Malawi Gone Awry: Run for Cover, President Joyce Banda Already Has!



2014 has come to start on a low note for Malawi’s President Joyce Banda; her life is under threat. Realistically, it is common to learn of a president’s life being in danger. What is uncommon though is to hear a president telling the nation of this danger. 

Many a time the citizens of cantankerous United States of America have learnt of the death threats their president—Barack Obama—faces, not just occasionally, but daily. And yet there have been no recordable instances that Obama rose to the occasion simply to announce to the American nation that his life is in danger.

It is true that Malawi might be immature democracywise, but, like seriously, not this immature as to hear the president announcing death threat aiming at her life to the public. The populace’s logical reaction to such an announcement would be almost choral: if the president’s life—with all the state of the art security apparatus, all the security personnel, and all the intelligence at her disposal—is in danger, how safe can the local man and woman be?

Interestingly, the president has beefed up her security team in an attempt to foil this threat. And one wonders if she has also beefed the security of the populace. The president has been widely condemned by analysts and academicians alike that death-threats public pronouncements will not only cause security discomforts among the citizens but will also induce a general state of uneasiness in the population. 

Let’s assume, and this is simply an assumption, that the president made the public statement about the threats to her dear life with full knowledge of the resultant insecurity concerns from the citizens, then people would be required to find the real motive. To this end, one quick answer would be exactly what Rafik Hajat of the Institute for Policy Interaction said the other day; that President Joyce Banda is seeking sympathy vote.
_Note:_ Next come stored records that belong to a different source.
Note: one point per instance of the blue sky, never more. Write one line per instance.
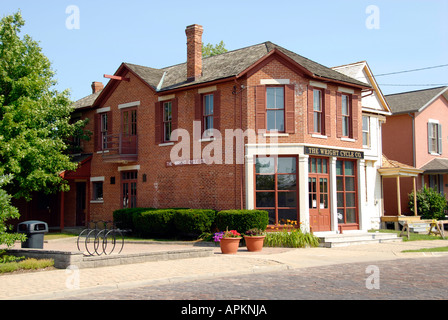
(410, 34)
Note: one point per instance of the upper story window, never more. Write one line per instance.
(103, 126)
(275, 109)
(208, 106)
(434, 137)
(317, 111)
(366, 131)
(346, 116)
(167, 121)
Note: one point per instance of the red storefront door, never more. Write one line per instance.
(319, 194)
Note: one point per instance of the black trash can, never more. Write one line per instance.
(34, 231)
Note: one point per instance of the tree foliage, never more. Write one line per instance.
(209, 50)
(34, 117)
(430, 203)
(35, 123)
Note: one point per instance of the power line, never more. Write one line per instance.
(405, 71)
(415, 85)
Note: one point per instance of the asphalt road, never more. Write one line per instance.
(405, 279)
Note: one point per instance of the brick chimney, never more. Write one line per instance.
(194, 51)
(97, 86)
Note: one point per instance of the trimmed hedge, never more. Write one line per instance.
(242, 220)
(150, 222)
(194, 222)
(154, 223)
(123, 218)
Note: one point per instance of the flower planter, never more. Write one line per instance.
(229, 245)
(254, 243)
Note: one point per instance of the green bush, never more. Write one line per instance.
(194, 222)
(295, 238)
(242, 220)
(430, 203)
(123, 218)
(154, 223)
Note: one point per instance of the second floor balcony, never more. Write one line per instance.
(120, 148)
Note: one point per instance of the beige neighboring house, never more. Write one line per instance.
(374, 112)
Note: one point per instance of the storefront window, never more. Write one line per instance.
(276, 187)
(346, 191)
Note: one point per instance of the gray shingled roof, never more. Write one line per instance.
(437, 165)
(230, 64)
(413, 101)
(224, 66)
(86, 101)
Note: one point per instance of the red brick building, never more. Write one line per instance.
(301, 159)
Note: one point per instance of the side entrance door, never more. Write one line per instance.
(319, 194)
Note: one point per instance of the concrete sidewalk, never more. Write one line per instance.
(70, 282)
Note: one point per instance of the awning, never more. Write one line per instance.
(392, 168)
(437, 165)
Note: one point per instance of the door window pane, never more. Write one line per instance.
(265, 199)
(287, 182)
(264, 165)
(265, 182)
(287, 199)
(286, 165)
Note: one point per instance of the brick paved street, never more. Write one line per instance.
(406, 279)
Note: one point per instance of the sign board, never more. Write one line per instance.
(325, 152)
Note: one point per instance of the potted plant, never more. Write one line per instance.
(228, 241)
(254, 239)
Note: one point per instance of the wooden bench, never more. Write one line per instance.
(435, 227)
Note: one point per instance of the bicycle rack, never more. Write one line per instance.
(101, 237)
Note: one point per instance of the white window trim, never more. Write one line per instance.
(129, 168)
(165, 144)
(101, 110)
(129, 105)
(274, 81)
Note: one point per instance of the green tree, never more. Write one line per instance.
(34, 117)
(209, 50)
(430, 203)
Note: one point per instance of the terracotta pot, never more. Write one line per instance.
(229, 245)
(254, 243)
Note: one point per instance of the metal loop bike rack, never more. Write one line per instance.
(100, 237)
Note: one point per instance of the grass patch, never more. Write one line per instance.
(412, 236)
(440, 249)
(27, 264)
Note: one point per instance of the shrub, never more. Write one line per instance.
(154, 223)
(430, 203)
(295, 238)
(242, 220)
(123, 218)
(194, 222)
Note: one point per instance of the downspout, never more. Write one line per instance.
(235, 92)
(413, 138)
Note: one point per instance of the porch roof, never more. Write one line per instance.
(437, 165)
(392, 168)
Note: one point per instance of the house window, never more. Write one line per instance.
(208, 115)
(275, 105)
(129, 189)
(317, 108)
(346, 191)
(276, 188)
(434, 138)
(97, 191)
(366, 131)
(103, 126)
(167, 121)
(345, 111)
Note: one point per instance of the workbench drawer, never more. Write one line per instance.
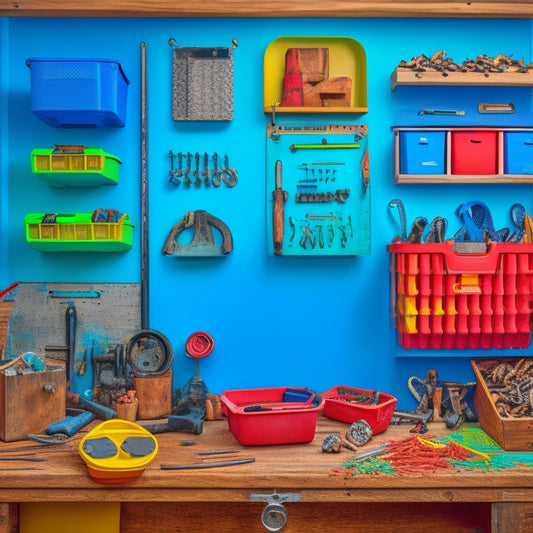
(30, 401)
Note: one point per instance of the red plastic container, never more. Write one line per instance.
(263, 416)
(474, 152)
(349, 404)
(452, 300)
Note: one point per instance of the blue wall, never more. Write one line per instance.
(319, 321)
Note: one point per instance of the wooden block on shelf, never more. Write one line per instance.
(333, 92)
(314, 64)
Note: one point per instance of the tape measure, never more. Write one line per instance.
(149, 352)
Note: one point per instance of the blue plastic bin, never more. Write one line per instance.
(78, 93)
(422, 152)
(518, 152)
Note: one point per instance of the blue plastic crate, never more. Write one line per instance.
(518, 152)
(78, 93)
(422, 152)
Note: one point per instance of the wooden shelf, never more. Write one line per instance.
(447, 177)
(409, 77)
(280, 109)
(278, 8)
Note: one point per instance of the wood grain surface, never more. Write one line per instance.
(301, 468)
(274, 8)
(218, 499)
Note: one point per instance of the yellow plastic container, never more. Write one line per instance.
(117, 451)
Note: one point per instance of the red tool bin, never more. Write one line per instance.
(445, 299)
(474, 152)
(349, 404)
(280, 415)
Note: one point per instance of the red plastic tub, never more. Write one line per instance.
(349, 404)
(474, 152)
(280, 415)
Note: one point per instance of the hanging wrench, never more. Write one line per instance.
(196, 172)
(230, 172)
(205, 171)
(186, 180)
(175, 174)
(403, 220)
(215, 176)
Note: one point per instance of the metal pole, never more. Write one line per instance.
(144, 191)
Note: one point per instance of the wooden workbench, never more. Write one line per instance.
(218, 499)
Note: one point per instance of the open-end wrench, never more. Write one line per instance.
(186, 180)
(205, 171)
(229, 174)
(403, 220)
(196, 171)
(175, 174)
(215, 176)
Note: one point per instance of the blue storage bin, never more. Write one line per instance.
(518, 152)
(422, 152)
(78, 93)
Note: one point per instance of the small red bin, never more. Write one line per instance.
(474, 152)
(349, 404)
(279, 415)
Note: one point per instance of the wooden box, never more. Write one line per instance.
(512, 434)
(30, 401)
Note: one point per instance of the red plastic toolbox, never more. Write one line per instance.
(263, 416)
(446, 299)
(349, 404)
(474, 152)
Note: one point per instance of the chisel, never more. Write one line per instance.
(280, 196)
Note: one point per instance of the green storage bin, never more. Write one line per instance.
(75, 166)
(76, 232)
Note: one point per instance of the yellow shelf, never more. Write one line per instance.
(346, 58)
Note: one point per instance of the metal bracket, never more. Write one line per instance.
(276, 498)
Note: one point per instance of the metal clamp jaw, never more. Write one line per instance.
(274, 516)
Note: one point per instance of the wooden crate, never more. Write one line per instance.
(30, 401)
(512, 434)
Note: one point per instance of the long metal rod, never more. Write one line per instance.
(144, 191)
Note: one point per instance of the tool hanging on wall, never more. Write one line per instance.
(144, 190)
(202, 82)
(340, 182)
(215, 175)
(203, 242)
(280, 197)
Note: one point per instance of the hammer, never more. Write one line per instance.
(72, 424)
(184, 424)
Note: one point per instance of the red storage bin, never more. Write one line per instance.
(474, 152)
(271, 415)
(349, 404)
(451, 300)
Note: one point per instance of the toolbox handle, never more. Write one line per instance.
(476, 262)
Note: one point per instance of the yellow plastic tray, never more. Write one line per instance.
(122, 466)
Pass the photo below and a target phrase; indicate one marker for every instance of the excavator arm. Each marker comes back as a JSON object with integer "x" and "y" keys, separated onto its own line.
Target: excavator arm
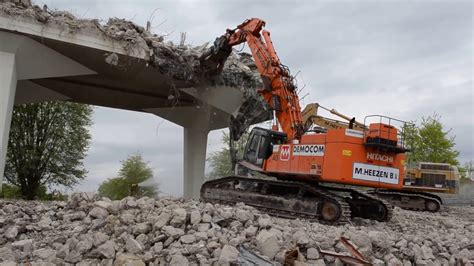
{"x": 279, "y": 89}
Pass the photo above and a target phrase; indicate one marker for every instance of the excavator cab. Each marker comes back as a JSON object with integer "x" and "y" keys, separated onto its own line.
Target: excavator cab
{"x": 260, "y": 145}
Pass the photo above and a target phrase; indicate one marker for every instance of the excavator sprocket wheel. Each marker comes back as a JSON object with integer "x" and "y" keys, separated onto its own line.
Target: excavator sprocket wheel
{"x": 432, "y": 206}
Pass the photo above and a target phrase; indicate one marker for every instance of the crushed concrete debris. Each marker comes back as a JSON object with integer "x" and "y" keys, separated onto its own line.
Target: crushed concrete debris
{"x": 177, "y": 232}
{"x": 180, "y": 62}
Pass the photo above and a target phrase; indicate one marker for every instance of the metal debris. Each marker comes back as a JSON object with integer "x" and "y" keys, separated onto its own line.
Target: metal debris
{"x": 250, "y": 258}
{"x": 356, "y": 259}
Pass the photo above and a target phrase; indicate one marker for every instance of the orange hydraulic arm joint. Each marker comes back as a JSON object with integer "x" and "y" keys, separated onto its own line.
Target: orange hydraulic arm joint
{"x": 279, "y": 88}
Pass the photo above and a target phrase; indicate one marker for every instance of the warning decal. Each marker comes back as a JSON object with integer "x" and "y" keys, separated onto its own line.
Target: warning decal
{"x": 369, "y": 172}
{"x": 285, "y": 152}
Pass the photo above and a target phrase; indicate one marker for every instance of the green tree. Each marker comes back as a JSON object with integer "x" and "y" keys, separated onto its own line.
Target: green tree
{"x": 221, "y": 161}
{"x": 430, "y": 142}
{"x": 47, "y": 144}
{"x": 135, "y": 177}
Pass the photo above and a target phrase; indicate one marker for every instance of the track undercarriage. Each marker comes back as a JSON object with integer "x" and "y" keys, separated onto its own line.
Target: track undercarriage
{"x": 410, "y": 200}
{"x": 291, "y": 199}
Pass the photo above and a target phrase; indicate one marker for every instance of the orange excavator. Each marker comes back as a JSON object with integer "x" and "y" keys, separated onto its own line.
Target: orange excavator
{"x": 304, "y": 174}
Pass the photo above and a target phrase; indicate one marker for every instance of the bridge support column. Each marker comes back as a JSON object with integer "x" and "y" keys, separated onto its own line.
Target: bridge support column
{"x": 195, "y": 144}
{"x": 8, "y": 81}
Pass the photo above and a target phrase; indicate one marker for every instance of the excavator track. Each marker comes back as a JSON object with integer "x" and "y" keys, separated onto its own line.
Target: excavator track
{"x": 416, "y": 201}
{"x": 279, "y": 198}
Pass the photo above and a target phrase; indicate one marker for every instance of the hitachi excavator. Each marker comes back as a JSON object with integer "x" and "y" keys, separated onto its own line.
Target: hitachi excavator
{"x": 303, "y": 174}
{"x": 421, "y": 181}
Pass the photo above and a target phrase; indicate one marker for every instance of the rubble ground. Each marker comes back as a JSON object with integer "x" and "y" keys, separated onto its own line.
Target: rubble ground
{"x": 178, "y": 61}
{"x": 88, "y": 230}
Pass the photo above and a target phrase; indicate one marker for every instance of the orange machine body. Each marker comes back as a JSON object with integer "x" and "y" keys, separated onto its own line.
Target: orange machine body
{"x": 338, "y": 156}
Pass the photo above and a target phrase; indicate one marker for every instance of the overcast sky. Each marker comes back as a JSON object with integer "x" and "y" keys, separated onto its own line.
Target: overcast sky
{"x": 404, "y": 59}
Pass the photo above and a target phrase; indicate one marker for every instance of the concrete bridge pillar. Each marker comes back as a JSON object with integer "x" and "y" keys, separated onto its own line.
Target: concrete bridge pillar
{"x": 8, "y": 80}
{"x": 195, "y": 144}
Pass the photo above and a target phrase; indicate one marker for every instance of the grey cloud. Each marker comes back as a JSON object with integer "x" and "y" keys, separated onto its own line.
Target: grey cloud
{"x": 401, "y": 58}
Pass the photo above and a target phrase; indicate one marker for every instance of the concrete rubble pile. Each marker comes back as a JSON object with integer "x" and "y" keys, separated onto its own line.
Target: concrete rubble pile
{"x": 90, "y": 231}
{"x": 180, "y": 62}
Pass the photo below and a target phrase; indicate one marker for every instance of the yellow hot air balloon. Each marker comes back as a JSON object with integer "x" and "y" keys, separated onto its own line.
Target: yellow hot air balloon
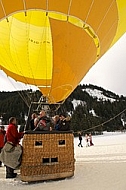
{"x": 53, "y": 43}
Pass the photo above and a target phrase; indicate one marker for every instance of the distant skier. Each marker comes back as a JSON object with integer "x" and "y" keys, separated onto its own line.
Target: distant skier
{"x": 91, "y": 143}
{"x": 87, "y": 139}
{"x": 80, "y": 139}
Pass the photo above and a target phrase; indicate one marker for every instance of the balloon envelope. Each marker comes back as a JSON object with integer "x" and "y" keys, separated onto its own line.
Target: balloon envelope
{"x": 52, "y": 44}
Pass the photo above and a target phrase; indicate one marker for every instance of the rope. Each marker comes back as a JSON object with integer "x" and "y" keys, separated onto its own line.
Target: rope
{"x": 101, "y": 123}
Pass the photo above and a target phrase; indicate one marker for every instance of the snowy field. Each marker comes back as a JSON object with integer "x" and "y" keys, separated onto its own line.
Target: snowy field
{"x": 100, "y": 167}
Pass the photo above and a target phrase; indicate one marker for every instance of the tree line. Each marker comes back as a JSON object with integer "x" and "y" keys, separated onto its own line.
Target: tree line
{"x": 85, "y": 116}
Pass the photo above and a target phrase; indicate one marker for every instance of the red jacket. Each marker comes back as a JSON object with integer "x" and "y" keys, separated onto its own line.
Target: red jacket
{"x": 2, "y": 135}
{"x": 13, "y": 135}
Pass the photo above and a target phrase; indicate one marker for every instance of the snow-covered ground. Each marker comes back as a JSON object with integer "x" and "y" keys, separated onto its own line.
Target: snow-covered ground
{"x": 100, "y": 167}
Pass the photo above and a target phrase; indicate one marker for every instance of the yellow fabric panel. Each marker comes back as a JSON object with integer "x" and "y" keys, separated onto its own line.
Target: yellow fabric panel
{"x": 11, "y": 6}
{"x": 27, "y": 47}
{"x": 23, "y": 79}
{"x": 52, "y": 44}
{"x": 36, "y": 4}
{"x": 59, "y": 6}
{"x": 1, "y": 12}
{"x": 69, "y": 40}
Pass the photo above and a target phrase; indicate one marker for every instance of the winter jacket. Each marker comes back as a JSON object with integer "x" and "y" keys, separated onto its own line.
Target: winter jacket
{"x": 2, "y": 136}
{"x": 12, "y": 134}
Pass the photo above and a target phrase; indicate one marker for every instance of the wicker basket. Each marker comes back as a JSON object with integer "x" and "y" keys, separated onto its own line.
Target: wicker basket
{"x": 47, "y": 155}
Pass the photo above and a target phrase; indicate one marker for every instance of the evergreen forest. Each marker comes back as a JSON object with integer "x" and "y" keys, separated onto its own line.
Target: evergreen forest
{"x": 91, "y": 114}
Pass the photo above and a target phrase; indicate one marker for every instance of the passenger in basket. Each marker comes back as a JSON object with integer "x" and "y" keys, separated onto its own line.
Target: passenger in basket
{"x": 64, "y": 124}
{"x": 43, "y": 123}
{"x": 13, "y": 137}
{"x": 56, "y": 120}
{"x": 32, "y": 121}
{"x": 2, "y": 139}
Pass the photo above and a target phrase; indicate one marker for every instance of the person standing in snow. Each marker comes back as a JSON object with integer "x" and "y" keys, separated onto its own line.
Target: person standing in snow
{"x": 80, "y": 139}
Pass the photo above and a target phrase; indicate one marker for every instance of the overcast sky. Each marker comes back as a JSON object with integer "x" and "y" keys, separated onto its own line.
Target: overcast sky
{"x": 109, "y": 72}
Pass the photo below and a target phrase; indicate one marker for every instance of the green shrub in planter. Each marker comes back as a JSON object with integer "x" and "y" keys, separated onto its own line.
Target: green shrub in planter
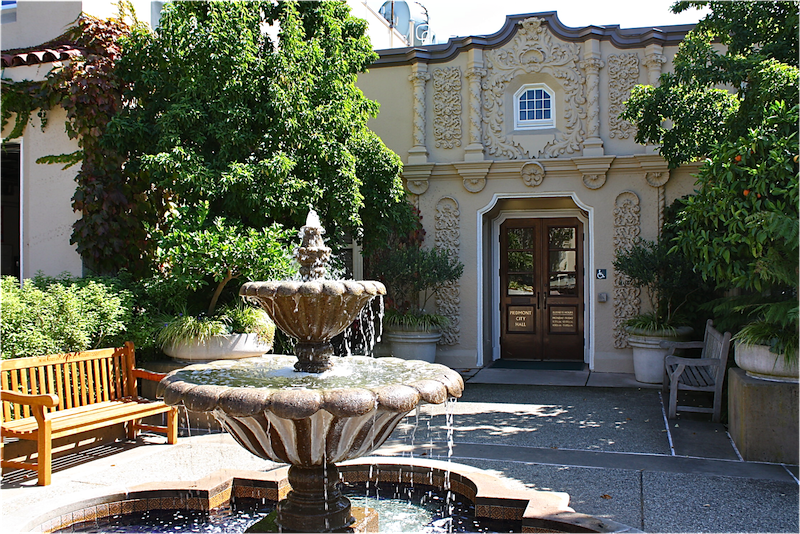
{"x": 234, "y": 319}
{"x": 54, "y": 315}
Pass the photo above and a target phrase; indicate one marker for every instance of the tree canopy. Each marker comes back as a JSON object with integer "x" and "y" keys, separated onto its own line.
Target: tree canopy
{"x": 733, "y": 103}
{"x": 241, "y": 116}
{"x": 262, "y": 125}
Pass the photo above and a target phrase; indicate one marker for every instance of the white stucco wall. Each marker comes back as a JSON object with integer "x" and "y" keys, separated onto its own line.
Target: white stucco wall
{"x": 46, "y": 212}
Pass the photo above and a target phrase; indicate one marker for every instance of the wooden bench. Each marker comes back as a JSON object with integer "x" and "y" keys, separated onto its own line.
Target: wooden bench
{"x": 706, "y": 373}
{"x": 49, "y": 397}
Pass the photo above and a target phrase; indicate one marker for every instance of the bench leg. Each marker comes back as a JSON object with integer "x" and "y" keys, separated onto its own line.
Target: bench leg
{"x": 132, "y": 429}
{"x": 717, "y": 414}
{"x": 44, "y": 462}
{"x": 172, "y": 426}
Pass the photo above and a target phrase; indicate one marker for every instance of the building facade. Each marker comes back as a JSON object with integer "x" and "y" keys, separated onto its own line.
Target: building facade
{"x": 36, "y": 215}
{"x": 515, "y": 153}
{"x": 520, "y": 163}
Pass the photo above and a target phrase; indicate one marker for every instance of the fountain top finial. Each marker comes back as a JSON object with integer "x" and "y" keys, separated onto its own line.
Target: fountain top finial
{"x": 312, "y": 254}
{"x": 312, "y": 219}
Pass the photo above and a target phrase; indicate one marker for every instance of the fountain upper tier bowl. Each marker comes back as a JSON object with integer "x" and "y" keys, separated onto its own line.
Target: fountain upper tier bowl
{"x": 310, "y": 419}
{"x": 316, "y": 310}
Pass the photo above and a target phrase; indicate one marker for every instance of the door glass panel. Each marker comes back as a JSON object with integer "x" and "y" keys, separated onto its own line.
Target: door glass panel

Will she get that sympathy vote? Yes. “How so?”, you might be asking. She will certainly get the sympathy vote because most people, if not all at all, who realize that the president’s my-life-is-in-danger political gimmick is an calculated attempt to seek a sympathy vote rarely brace the tiredness that goes with queuing for voting.

Additionally, there are very great chances that very few Malawians read the newspapers either to failure to afford the paper or due to the fact that Malawians are strange bedfellows with reading. 

Even if there is high likelihood that the president may succeed in getting the sympathy vote, still, the damage will have been done already. Yes, Malawians will have known that, for the past two years, they have been ruled by a president who runs scared by simply hearing of a rumor or two of some lunatic planning to steal her life. If head of households run around announcing rumors of this or that thief strategizing to rob their households this or that day, what would be of communities. Imagine the restlessness of kids in the households, and the general uneasiness in the community. What chaos and uncertainty there will be!

Whilst the attempts to off the president might be real, there is no need for her to make a public announcement of the same. Under the circumstances, the president would have just upped her security details silently and carry on leading the nation as though there is nothing brewing up in her. Isn’t this why she has bodyguards all around her 24/7?

Now think about the reaction of a common man in the village hearing this news. Will such a villager ever trust the security apparatus in his community, or more generally, in the country?

Perhaps Malawians misunderstood the president. Or maybe she had a point. But could it be that the whole nation missed the point she was advancing in making such threats known to the public? Maybe yes, but most certainly no. The president is rightly being corrected on this one; her comments simply scare the nation.

The truth from all this is that Malawi is off-centre. Or put it more clearly, the Malawi nation has had its president is state of perpetual fear and cannot, consequently, discharge her duties as meticulously as you would expect someone in a state of freeness. Ultimately, the president has run for cover, and so should the citizens.

1 comment:

Anonymous said...

Good, a simple and logical analysis that's spot on.